One of the benefits of Earth Engine for end users is uniform presentation of data with few surprises. This is achieved by making sure the datasets are normalized to a common form as much as possible during the ingestion/preparation phase, which means a little bit more work up front for data producers.
Here is some advice for data normalization.
-
For global datasets, prefer single assets over tiled mosaics.
-
Images with the same band signatures should be in the same image collection. However, collections should be homogeneous - if not all assets in a collection have the same band names and types, either reingest the assets to make the bands the same or use multiple collections.
-
Use human-readable band names, not the default 'b1', 'b2', etc.
-
Set UTC start and end times on all assets.
-
Make sure bands with non-continuous values (e.g., classification or bitmask bands) are ingested with the pyramiding policy MODE, not the default policy MEAN.
-
Don't mix continuous and classification values in the same band - create two separate bands in such cases.
-
If your datasets have multiple versions, create successor/predecessor links using the versioning approach similar to this one: put a version map into a file named
dataset.libsonnet, then use this map in every jsonnet file.
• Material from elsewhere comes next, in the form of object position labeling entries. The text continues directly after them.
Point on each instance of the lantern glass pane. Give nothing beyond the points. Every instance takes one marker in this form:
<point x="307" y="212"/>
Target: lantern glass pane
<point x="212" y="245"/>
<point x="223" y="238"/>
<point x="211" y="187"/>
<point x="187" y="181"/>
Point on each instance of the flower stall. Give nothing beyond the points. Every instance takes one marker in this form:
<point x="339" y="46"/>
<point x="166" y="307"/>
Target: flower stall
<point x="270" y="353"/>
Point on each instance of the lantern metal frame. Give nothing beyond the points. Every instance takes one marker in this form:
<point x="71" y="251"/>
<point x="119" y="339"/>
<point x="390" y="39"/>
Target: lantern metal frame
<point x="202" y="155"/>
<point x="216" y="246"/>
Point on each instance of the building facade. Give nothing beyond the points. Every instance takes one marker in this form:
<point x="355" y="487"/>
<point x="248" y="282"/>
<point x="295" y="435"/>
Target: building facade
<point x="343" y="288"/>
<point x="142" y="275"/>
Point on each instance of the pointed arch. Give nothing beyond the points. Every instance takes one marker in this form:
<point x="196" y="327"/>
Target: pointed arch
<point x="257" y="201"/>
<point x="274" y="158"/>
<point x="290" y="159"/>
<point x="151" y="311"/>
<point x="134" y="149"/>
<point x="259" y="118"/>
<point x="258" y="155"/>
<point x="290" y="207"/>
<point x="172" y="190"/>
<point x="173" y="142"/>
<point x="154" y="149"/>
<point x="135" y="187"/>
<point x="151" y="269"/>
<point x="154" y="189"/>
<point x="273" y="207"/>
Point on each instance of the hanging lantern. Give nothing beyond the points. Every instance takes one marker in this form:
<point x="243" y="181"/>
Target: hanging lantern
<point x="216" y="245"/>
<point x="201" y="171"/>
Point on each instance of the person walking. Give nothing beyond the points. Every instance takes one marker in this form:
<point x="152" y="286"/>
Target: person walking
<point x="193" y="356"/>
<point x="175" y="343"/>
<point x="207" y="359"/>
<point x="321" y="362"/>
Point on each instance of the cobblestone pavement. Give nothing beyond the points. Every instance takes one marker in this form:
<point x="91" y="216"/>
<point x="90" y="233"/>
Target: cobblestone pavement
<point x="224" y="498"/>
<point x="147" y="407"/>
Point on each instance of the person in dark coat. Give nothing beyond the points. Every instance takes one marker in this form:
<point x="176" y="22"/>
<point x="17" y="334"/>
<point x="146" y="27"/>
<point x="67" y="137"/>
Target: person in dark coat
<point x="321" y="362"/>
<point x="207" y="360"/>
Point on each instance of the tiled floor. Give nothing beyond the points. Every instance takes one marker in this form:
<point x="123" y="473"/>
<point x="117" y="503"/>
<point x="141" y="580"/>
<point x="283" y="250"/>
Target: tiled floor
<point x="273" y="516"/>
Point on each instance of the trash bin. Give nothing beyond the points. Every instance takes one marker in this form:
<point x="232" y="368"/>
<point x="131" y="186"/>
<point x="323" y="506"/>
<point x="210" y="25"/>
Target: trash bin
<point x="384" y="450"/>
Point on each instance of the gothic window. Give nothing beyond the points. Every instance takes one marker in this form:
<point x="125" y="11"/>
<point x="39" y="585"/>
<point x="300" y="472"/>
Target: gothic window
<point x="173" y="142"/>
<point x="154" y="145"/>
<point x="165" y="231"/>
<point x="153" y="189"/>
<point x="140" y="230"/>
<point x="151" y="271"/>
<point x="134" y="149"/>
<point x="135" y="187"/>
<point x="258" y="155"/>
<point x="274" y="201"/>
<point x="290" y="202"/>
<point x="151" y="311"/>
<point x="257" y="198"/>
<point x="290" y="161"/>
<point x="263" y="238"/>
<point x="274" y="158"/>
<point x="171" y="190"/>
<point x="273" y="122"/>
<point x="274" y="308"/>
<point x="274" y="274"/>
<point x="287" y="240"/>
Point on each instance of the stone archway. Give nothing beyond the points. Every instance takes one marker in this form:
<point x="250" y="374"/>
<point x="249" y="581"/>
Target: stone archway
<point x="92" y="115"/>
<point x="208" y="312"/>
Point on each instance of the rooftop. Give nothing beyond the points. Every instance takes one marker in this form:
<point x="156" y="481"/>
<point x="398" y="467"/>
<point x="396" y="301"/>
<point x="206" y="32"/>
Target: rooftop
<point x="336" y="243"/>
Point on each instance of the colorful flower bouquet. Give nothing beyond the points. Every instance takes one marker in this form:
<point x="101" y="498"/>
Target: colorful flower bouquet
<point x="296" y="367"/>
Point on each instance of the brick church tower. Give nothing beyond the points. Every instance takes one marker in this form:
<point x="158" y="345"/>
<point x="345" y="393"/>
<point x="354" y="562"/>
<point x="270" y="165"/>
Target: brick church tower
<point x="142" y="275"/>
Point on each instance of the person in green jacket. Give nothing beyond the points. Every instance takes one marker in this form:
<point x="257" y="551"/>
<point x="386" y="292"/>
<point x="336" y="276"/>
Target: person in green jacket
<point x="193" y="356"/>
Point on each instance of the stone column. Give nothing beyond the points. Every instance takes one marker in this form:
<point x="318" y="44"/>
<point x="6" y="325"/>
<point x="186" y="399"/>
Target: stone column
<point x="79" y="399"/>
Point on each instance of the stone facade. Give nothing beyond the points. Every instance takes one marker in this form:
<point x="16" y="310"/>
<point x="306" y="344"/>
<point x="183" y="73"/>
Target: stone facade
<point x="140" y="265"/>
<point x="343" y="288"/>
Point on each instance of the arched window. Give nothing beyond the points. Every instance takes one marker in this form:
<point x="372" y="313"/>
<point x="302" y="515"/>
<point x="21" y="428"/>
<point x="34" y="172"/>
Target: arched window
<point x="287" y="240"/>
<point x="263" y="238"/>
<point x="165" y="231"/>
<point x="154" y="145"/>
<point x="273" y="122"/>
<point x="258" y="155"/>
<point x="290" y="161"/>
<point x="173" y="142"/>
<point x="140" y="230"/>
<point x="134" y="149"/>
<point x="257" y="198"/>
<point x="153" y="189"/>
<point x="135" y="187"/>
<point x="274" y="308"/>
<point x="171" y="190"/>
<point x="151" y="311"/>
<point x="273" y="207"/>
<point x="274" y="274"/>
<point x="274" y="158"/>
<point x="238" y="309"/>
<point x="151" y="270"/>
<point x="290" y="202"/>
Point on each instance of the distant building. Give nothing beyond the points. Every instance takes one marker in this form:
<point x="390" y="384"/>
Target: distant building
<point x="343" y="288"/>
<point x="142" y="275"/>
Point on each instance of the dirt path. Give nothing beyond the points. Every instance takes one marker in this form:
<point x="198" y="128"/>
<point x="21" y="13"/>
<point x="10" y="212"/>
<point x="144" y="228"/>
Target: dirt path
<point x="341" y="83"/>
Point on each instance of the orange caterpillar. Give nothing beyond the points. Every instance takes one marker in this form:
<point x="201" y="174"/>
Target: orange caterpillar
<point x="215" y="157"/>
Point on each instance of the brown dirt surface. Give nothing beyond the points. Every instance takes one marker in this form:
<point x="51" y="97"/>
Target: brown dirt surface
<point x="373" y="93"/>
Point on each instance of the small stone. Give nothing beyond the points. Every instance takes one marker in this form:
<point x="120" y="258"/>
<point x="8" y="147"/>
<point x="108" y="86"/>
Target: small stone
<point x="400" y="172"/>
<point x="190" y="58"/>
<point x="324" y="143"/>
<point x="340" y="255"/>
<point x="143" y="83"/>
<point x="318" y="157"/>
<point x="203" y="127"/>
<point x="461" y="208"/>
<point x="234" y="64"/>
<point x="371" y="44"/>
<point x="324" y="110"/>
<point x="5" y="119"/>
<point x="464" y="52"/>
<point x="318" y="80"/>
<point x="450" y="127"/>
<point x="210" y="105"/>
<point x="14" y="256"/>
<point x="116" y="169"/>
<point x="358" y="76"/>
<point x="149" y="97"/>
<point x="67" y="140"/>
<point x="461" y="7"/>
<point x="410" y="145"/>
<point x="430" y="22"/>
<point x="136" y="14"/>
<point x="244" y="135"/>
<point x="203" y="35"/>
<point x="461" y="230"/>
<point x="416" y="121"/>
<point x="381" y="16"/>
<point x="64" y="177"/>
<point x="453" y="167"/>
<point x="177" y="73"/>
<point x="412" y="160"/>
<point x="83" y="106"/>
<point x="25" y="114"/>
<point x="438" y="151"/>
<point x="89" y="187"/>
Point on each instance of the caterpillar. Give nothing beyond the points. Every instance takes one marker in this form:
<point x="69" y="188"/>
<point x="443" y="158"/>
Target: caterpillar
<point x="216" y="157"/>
Mark all but the most recent versions with"gee_status": "deprecated". -
Don't create new single-dataset keywords. If you feel a new keyword would make sense, propose other existing datasets where it should also be added.
- If you are getting the error "text block not terminated with |||”.",the problem is with indentation. You can temporarily fix it by switching, e.g.,
description: |||
Badly
indented
text
|||
to
description: |||
one good line
|||,
and then gradually reintroducing the real lines. Make sure to strip trailing whitespaces on empty lines and watch out for tab characters.